As it has done for the past few months, the Cabinet Office of Japan reported that the nation's economy remains in a state of slow but steady recovery, according to Reuters. Yet signs indicate that it still cannot proceed past the challenge that has bedeviled it dating back to its periods of contraction: a persistent lack of inflation.
CNN Money reported that the responsibility of dealing with the inflation issue largely falls on the Bank of Japan, but the organization hasn't managed to meet this goal despite considerable efforts. For example, Haruhiko Kuroda, governor of the Nipponese national bank, bought government bonds en masse starting in 2013, and the bank thus owns more than 50 percent of Japan's bond market as of now. Intended to incite investment, the strategy didn't have a significant effect. Driving down interest rates also did little to address the issue.

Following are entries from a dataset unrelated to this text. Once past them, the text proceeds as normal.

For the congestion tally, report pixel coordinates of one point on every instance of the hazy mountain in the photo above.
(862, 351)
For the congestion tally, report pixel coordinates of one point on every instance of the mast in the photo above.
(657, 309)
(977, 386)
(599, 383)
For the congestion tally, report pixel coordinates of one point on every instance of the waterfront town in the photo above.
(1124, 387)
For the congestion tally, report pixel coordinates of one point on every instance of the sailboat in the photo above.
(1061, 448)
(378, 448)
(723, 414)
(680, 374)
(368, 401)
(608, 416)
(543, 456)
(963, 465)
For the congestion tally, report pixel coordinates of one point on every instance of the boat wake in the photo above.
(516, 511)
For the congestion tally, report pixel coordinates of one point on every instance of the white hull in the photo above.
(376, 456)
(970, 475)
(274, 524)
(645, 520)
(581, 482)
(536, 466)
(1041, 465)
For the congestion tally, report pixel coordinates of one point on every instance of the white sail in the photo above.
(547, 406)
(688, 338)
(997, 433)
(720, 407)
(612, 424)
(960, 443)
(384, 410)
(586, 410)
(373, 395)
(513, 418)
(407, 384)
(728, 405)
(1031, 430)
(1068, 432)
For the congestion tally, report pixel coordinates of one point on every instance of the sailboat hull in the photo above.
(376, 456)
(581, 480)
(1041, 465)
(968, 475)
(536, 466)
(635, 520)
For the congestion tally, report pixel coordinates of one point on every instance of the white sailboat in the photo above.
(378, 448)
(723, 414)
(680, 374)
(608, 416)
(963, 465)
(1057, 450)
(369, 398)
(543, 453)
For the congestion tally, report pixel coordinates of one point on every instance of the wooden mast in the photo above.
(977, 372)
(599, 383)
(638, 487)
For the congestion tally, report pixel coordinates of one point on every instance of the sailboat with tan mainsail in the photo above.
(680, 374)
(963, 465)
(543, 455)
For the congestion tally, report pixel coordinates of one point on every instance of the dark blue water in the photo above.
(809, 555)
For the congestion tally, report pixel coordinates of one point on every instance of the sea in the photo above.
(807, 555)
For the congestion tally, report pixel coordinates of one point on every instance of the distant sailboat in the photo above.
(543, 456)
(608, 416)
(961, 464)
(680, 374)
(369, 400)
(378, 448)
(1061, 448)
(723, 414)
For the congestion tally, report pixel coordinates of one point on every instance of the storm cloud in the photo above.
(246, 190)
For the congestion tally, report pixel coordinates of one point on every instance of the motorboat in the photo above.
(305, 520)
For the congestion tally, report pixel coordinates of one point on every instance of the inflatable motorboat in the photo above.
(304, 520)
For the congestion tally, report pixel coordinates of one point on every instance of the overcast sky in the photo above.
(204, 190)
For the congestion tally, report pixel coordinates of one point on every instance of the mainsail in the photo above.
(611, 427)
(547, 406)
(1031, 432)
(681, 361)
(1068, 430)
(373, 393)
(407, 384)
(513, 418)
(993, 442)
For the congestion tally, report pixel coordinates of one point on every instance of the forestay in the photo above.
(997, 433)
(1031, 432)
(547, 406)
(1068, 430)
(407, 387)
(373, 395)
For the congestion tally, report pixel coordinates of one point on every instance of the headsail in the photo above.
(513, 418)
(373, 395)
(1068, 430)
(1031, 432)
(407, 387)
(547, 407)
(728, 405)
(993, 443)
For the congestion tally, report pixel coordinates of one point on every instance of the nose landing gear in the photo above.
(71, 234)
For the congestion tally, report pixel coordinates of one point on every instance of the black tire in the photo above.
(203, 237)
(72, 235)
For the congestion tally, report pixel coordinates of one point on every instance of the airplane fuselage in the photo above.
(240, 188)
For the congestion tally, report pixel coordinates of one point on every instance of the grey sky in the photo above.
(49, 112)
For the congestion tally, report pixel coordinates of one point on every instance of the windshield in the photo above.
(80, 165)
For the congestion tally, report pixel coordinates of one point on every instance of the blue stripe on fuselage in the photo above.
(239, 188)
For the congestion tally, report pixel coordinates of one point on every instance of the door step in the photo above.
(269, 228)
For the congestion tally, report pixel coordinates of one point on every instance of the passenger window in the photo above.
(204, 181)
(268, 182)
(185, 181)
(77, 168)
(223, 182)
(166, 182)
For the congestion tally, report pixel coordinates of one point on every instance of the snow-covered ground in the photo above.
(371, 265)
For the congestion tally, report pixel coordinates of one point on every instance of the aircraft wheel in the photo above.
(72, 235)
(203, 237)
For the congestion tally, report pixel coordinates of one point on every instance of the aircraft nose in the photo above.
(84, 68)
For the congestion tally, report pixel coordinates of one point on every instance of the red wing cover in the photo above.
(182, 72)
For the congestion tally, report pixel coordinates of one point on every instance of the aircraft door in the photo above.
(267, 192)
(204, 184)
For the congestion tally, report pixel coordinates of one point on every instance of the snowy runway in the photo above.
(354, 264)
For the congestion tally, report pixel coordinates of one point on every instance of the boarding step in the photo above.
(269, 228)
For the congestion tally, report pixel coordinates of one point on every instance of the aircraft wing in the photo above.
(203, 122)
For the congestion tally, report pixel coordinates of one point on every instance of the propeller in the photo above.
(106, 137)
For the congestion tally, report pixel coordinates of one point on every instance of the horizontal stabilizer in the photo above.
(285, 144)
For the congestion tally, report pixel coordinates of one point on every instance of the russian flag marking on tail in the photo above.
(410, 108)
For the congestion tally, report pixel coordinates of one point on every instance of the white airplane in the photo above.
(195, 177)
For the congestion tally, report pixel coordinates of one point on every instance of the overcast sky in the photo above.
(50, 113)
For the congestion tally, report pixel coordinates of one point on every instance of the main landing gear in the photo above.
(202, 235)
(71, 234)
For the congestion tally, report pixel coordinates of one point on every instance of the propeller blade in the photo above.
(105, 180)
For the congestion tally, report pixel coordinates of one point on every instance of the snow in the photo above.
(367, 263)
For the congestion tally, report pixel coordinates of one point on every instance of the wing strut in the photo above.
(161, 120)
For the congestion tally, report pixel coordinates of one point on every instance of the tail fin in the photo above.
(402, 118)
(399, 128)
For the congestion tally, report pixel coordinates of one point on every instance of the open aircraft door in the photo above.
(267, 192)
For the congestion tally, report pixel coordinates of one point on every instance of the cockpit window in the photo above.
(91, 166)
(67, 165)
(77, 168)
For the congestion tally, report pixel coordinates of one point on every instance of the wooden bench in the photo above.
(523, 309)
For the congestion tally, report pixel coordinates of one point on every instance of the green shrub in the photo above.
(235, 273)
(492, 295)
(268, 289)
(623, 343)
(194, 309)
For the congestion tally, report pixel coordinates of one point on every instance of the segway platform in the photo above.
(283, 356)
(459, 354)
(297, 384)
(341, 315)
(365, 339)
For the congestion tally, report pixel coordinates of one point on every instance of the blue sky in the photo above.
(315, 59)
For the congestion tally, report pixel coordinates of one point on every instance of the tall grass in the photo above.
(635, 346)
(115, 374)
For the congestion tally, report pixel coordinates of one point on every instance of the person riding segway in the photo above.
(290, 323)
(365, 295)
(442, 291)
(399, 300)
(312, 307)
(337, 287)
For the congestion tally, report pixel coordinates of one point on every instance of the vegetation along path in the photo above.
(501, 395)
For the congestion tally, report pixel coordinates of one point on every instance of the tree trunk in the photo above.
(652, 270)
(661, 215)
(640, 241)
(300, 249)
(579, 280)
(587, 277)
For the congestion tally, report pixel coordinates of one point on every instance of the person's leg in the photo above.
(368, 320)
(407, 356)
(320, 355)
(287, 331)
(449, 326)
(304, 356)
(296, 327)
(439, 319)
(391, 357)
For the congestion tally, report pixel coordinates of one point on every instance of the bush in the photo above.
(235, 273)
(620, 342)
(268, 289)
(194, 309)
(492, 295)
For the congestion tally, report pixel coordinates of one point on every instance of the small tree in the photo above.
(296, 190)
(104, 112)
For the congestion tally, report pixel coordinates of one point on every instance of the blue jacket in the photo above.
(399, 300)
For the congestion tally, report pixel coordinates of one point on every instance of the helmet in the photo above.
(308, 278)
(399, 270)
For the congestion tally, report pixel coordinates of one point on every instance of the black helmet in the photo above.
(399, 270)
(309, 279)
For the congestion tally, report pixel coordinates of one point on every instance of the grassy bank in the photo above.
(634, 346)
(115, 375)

Prices that have steadily fallen since the mid-1990s - when Japan's economy was last dominant - are arguably the biggest persistent contributor to the country's inflation problem, due to their propensity for the discouragement of spending. Takuji Okubo, managing director at the Japan Macro Advisors financial consultancy firm, elaborated on how this issue manifests itself societally.
"If you're 40 years old, you've spent half of your life in a world where prices tend to fall rather than increase," Okubo said, according to CNN Money.
He also stressed that if the government did not figure out a way to naturally incite inflation within the next few years, it could lead to a full-blown recession. That would necessitate emergency economic stimulus measures that could have detrimental long-term effects, such as delivering stimulus cash directly to Japanese citizens. Okubo and like-minded Japanese economists believe strategies to strengthen the company's labor market will be most helpful in bringing about real reform.